Mixture Density Network
- See: Probability Distribution Space.
- (Vilnis & McCallum, 2015) ⇒ Luke Vilnis, and Andrew McCallum. (2015). “Word Representations via Gaussian Embedding.” In: arXiv preprint arXiv:1412.6623 submitted to ICRL 2015.
- QUOTE: However, these Bayesian methods apply Bayes’ rule to observed data to infer the latent distributions, whereas our model works directly in the space of probability distributions and discriminatively trains them. This allows us to go beyond the Bayesian approach and use arbitrary (and even asymmetric) training criteria, and is more similar to methods that learn kernels (Lanckriet et al., 2004) or function-valued neural networks such as mixture density networks (Bishop, 1994).

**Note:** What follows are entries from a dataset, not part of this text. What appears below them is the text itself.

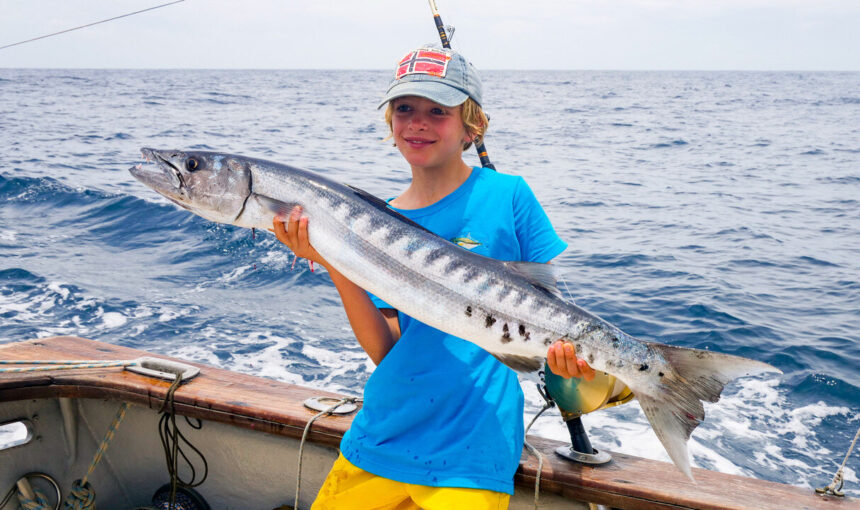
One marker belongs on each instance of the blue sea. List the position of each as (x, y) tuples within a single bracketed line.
[(716, 210)]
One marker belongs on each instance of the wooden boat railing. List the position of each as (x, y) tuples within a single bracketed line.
[(274, 407)]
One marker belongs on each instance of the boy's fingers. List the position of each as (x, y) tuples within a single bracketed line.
[(303, 231), (279, 230), (586, 371), (570, 361), (550, 359), (293, 227)]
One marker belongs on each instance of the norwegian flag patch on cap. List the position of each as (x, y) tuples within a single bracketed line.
[(424, 61)]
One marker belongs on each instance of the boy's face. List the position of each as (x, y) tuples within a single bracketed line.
[(428, 134)]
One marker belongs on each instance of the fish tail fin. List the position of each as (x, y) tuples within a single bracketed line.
[(695, 376)]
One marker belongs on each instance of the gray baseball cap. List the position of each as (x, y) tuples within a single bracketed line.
[(439, 74)]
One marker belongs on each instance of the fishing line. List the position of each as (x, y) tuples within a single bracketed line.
[(91, 24)]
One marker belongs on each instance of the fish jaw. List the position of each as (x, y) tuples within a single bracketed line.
[(212, 185)]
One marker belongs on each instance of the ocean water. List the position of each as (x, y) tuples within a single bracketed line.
[(716, 210)]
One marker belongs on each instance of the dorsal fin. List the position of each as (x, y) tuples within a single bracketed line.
[(540, 275), (382, 205)]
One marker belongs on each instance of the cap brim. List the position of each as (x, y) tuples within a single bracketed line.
[(434, 91)]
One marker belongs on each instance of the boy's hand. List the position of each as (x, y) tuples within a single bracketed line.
[(295, 235), (562, 360)]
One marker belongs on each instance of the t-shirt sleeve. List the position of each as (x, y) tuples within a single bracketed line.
[(378, 302), (538, 239)]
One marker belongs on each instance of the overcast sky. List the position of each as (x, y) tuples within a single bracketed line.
[(499, 34)]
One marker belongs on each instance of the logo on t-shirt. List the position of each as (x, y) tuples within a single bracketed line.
[(466, 242)]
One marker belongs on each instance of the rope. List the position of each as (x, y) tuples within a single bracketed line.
[(63, 365), (39, 503), (90, 24), (837, 478), (170, 437), (535, 451), (39, 500), (82, 496), (326, 412)]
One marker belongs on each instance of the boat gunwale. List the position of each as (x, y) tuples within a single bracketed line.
[(276, 407)]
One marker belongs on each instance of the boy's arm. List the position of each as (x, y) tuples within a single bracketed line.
[(375, 330)]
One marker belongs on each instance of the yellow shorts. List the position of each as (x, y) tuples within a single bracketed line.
[(350, 488)]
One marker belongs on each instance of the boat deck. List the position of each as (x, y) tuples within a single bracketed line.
[(277, 408)]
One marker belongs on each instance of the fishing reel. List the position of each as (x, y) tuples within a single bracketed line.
[(575, 397)]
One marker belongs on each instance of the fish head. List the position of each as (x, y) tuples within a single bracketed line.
[(212, 185)]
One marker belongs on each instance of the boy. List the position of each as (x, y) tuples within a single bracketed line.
[(442, 422)]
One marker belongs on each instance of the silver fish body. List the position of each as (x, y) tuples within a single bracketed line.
[(510, 309)]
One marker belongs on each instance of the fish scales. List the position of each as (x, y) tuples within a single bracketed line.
[(512, 310)]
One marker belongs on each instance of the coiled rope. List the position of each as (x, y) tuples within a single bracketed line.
[(326, 412), (38, 501), (81, 495), (535, 452), (835, 487), (48, 365), (170, 438)]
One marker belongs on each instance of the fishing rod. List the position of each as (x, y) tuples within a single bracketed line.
[(91, 24), (446, 43)]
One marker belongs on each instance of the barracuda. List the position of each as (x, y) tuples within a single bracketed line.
[(513, 310)]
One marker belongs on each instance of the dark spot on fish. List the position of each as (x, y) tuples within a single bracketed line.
[(433, 255), (506, 335), (470, 274), (524, 333), (393, 236), (454, 265)]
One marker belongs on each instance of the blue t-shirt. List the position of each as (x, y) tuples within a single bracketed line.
[(438, 410)]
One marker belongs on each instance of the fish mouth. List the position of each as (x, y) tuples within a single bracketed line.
[(165, 178)]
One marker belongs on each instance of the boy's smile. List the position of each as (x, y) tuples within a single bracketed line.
[(428, 134)]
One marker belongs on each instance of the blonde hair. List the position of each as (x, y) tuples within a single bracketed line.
[(474, 119)]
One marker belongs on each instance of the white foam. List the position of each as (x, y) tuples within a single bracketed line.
[(114, 319)]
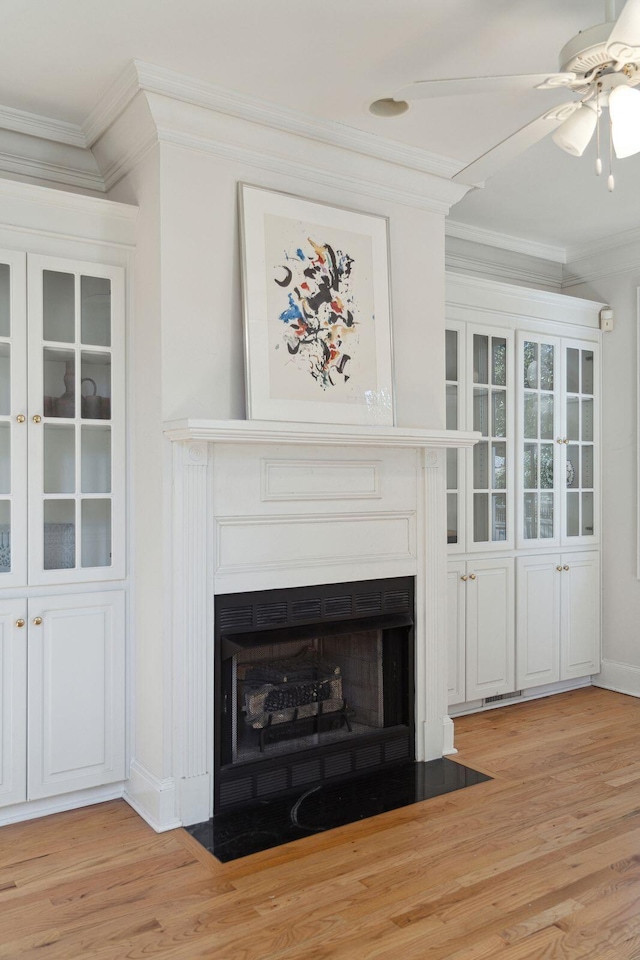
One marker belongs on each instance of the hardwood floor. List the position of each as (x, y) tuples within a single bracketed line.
[(542, 862)]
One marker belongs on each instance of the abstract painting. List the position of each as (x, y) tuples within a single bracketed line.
[(316, 303)]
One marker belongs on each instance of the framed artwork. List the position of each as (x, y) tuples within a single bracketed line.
[(317, 317)]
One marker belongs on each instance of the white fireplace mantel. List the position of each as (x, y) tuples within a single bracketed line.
[(332, 435)]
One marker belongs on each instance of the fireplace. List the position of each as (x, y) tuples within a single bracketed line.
[(312, 684)]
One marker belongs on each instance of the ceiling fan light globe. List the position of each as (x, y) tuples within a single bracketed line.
[(575, 133), (624, 108)]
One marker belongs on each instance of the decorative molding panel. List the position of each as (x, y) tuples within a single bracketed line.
[(312, 480)]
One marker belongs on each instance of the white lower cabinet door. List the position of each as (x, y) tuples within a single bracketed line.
[(13, 702), (490, 628), (539, 581), (76, 692), (456, 631), (580, 617)]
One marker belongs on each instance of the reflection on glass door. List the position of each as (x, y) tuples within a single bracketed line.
[(490, 481)]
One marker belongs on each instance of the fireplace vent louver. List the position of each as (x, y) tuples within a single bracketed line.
[(337, 607), (306, 610), (369, 603), (396, 600), (270, 613), (236, 617)]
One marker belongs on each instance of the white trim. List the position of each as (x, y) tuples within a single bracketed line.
[(34, 809), (621, 677), (491, 238), (153, 798), (139, 75), (310, 434), (34, 125)]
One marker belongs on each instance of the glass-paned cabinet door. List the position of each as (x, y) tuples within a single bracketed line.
[(454, 386), (13, 422), (76, 421), (490, 469), (580, 468), (538, 377)]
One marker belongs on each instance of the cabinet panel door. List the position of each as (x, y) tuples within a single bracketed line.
[(456, 600), (538, 620), (13, 702), (490, 628), (76, 692), (580, 619)]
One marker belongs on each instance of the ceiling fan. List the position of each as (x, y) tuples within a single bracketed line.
[(600, 65)]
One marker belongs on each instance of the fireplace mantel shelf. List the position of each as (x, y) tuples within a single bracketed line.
[(310, 434)]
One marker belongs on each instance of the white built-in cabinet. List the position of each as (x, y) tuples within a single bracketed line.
[(523, 505), (62, 518)]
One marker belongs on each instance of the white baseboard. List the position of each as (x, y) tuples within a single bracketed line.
[(152, 798), (621, 677), (19, 812)]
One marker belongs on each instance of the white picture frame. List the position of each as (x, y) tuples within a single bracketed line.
[(317, 316)]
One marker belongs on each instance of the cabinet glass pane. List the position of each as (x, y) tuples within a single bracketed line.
[(481, 466), (95, 459), (96, 386), (5, 300), (573, 514), (573, 370), (530, 366), (58, 306), (546, 466), (59, 386), (452, 407), (499, 516), (530, 464), (587, 514), (587, 420), (531, 416), (59, 534), (5, 457), (95, 311), (546, 366), (5, 536), (546, 417), (5, 379), (480, 517), (587, 371), (480, 359), (546, 516), (452, 518), (96, 533), (59, 458), (499, 413), (481, 410), (499, 362), (531, 516), (451, 355)]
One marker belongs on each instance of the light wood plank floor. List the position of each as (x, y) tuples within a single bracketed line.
[(542, 862)]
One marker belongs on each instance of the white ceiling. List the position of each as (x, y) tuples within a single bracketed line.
[(330, 60)]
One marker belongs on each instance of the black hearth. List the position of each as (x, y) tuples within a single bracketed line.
[(312, 685)]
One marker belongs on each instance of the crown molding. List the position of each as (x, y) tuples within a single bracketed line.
[(32, 124), (139, 75), (491, 238)]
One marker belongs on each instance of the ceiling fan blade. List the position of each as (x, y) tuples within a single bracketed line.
[(624, 42), (482, 168), (423, 89)]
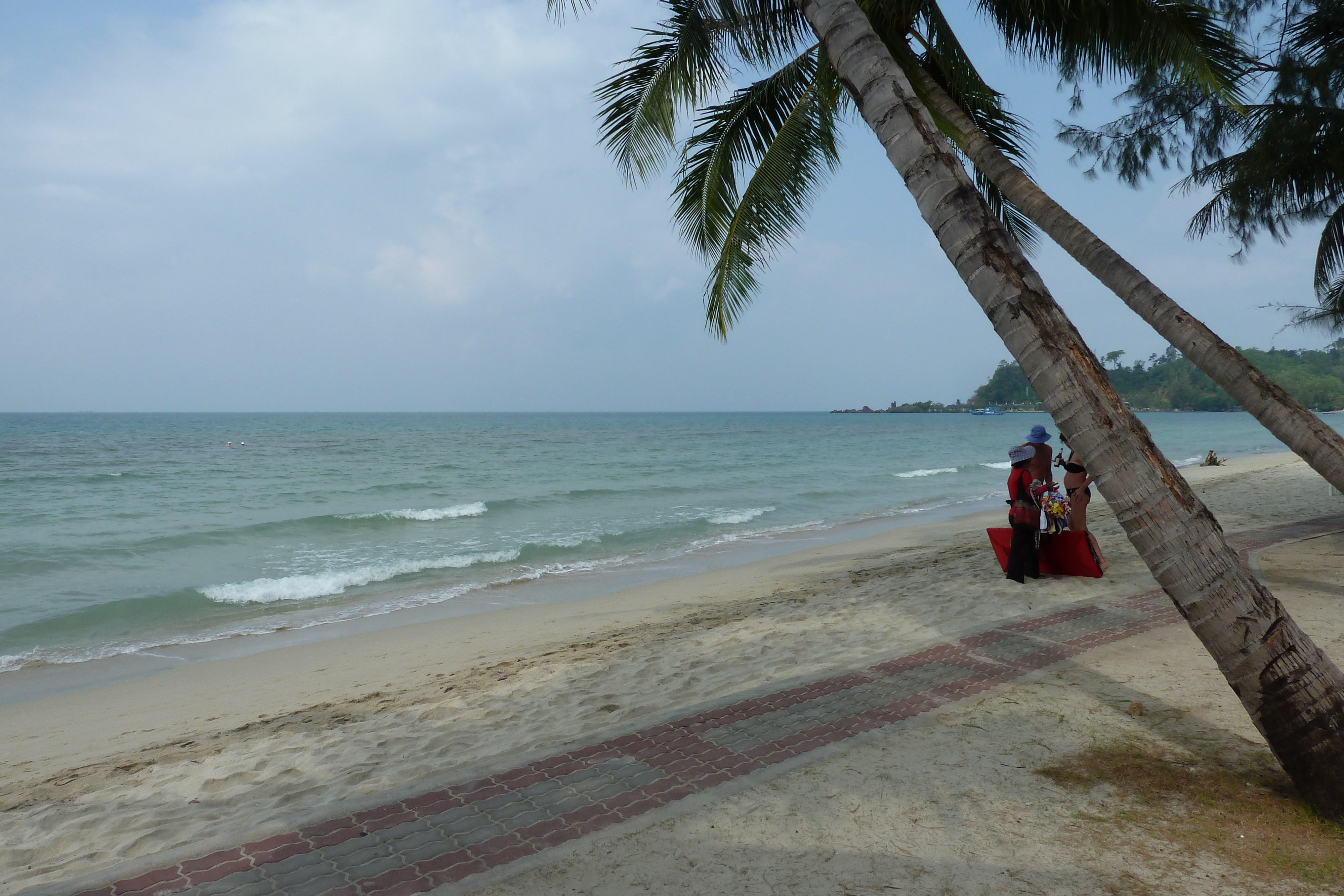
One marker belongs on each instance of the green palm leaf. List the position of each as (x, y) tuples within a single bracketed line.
[(782, 128), (1104, 39), (679, 65)]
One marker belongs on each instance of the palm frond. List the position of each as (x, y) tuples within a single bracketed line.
[(764, 33), (784, 131), (558, 8), (1104, 39), (679, 65)]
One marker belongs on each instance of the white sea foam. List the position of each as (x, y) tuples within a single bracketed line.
[(476, 508), (319, 585), (737, 516)]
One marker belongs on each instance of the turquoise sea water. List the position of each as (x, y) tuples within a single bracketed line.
[(123, 532)]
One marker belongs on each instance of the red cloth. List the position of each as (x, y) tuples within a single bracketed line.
[(1061, 554)]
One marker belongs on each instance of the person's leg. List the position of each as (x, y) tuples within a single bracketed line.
[(1023, 559), (1083, 527), (1013, 570), (1033, 538)]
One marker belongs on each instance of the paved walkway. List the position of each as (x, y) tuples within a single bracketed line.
[(450, 835)]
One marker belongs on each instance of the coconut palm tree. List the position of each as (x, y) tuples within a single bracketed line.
[(1291, 168), (1292, 692), (787, 124), (1287, 152)]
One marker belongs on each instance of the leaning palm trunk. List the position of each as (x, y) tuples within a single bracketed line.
[(1294, 692), (1279, 412)]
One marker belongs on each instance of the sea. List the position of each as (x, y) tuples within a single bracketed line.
[(154, 537)]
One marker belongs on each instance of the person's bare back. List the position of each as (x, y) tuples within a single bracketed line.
[(1040, 465)]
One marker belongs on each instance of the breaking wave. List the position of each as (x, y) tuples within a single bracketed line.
[(737, 516), (321, 585), (476, 508)]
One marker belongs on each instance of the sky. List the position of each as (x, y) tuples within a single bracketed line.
[(401, 206)]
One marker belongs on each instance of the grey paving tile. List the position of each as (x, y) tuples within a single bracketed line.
[(374, 867), (425, 848), (230, 885), (514, 811), (1013, 648), (560, 801), (530, 817), (260, 889), (589, 785), (583, 774), (1085, 625), (347, 847), (417, 840), (498, 801), (454, 817), (296, 877), (318, 886), (646, 777), (480, 835), (542, 789), (360, 858), (396, 835), (759, 731)]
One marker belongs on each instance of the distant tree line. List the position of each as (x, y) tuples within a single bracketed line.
[(1171, 383)]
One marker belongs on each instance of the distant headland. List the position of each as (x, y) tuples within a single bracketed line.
[(1166, 382)]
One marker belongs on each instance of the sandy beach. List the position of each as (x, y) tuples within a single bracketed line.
[(952, 805)]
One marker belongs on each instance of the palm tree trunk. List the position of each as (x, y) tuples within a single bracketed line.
[(1292, 691), (1310, 437)]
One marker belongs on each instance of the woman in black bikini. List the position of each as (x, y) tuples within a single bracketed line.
[(1079, 487)]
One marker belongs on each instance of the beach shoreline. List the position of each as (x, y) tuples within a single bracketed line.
[(40, 680), (131, 769)]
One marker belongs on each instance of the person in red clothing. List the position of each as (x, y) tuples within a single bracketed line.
[(1023, 515)]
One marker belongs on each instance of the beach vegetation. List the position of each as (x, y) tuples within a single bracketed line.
[(756, 156), (1291, 690), (1240, 811), (1170, 382)]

- (Bishop, 1994b) ⇒ Christopher M. Bishop. (1994). “Mixture Density Networks." Technical Report. Aston University, Birmingham.
- ABSTRACT: Minimization of a sum-of-squares or cross-entropy error function leads to network outputs which approximate the conditional averages of the target data, conditioned on the input vector. For classifications problems, with a suitably chosen target coding scheme, these averages represent the posterior probabilities of class membership, and so can be regarded as optimal. For problems involving the prediction of continuous variables, however, the conditional averages provide only a very limited description of the properties of the target variables. This is particularly true for problems in which the mapping to be learned is multi-valued, as often arises in the solution of inverse problems, since the average of several correct target values is not necessarily itself a correct value. In order to obtain a complete description of the data, for the purposes of predicting the outputs corresponding to new input vectors, we must model the conditional probability distribution of the target data, again conditioned on the input vector. In this paper we introduce a new class of network models obtained by combining a conventional neural network with a mixture density model. The complete system is called a Mixture Density Network, and can in principle represent arbitrary conditional probability distributions in the same way that a conventional neural network can represent arbitrary functions. We demonstrate the effectiveness of Mixture Density Networks using both a toy problem and a problem involving robot inverse kinematics.